Stars set up thrilling finale

2011-01-06 00:00

WITH a rib-cage resembling a Monday night special, Jacques Kallis rolled up his sleeves and dragged South Africa from the doldrums, as his 40th Test ton saw the Proteas to a daunting total of 341 all out at stumps on the fourth day.

From a precarious 130 for six after a flurry of morning wickets, the ailing Kallis found in Mark Boucher a willing soldier to help dig the Proteas from the trenches, as the bosom buddies added a match-changing 103 for the seventh wicket.
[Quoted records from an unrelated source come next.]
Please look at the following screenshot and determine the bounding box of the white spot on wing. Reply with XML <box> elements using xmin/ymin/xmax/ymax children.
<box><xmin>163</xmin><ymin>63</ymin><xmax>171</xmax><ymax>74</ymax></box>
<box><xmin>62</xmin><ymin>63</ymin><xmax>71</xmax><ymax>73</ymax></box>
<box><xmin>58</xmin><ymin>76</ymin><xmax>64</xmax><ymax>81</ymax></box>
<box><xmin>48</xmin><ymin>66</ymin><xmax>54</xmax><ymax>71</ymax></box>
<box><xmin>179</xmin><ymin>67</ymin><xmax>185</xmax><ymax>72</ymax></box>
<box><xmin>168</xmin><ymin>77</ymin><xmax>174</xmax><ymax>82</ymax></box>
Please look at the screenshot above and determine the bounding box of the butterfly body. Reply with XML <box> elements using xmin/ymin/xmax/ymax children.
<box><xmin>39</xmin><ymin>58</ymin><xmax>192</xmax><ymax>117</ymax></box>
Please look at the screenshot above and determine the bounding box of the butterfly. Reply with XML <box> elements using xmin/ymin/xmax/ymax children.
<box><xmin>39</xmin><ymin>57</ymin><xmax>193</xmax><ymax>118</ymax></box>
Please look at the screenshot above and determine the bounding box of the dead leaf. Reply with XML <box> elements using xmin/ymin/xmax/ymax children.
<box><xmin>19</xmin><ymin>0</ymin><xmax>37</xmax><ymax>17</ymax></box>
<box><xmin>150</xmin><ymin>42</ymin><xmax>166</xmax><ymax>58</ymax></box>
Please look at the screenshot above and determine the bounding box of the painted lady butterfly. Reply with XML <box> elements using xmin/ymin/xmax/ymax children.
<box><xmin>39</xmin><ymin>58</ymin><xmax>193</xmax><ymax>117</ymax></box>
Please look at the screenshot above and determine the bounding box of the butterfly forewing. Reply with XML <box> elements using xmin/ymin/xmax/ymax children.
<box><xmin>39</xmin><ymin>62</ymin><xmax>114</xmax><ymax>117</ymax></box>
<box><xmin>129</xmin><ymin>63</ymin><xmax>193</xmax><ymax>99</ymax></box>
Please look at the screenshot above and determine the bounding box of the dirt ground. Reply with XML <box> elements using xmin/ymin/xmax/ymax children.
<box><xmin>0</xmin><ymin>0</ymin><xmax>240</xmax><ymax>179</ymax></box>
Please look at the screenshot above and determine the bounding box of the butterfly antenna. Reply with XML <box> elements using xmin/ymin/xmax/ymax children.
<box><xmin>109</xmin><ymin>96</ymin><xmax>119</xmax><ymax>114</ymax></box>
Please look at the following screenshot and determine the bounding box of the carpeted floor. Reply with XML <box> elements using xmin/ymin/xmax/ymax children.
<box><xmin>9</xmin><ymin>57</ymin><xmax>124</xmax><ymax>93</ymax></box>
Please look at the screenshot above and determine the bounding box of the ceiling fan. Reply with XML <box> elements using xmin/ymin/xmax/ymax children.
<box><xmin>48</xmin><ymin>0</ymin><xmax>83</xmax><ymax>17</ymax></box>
“We are over the moon with where we are now, because if you had told us we would have a lead of 300 at lunch, we would have struggled to believe it,” the veteran keeper-batsman admitted.

“It was tough when I got out there, with a lot of chirping around the bat,” Boucher revealed after the day’s play.
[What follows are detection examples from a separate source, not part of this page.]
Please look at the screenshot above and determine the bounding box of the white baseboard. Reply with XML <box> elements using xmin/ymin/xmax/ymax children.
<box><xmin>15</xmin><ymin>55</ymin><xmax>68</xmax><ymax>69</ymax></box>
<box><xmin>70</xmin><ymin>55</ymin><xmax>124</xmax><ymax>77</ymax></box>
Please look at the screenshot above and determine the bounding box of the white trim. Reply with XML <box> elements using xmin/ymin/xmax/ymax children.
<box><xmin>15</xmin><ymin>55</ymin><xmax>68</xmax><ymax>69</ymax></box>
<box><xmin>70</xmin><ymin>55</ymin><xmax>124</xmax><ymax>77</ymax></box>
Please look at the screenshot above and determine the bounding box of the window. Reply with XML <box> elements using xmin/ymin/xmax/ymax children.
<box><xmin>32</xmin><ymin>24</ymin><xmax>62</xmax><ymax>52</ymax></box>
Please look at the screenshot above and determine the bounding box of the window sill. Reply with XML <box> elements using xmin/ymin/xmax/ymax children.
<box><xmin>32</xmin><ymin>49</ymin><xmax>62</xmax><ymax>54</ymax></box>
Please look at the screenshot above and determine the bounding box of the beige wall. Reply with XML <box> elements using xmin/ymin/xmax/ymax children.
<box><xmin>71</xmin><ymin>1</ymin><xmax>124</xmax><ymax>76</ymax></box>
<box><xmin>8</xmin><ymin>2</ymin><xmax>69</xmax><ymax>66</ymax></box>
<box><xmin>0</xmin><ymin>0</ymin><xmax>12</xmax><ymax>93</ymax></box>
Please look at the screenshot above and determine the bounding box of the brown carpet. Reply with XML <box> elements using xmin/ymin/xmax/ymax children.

Just about playing for his Test career, Boucher showed once again why he is so hard to consign to the scrap heap.

“I went out there with a very aggressive mindset, and it paid off,” he said.

When there is a scrap at hand, the nuggety veteran seems to find an extra bit of mongrel to confront the situation head on.

While Kallis was nursing a muscle strain, Boucher must have been mulling over the distinct possibility that this could be his last Test innings, as he marched to the crease just after lunch.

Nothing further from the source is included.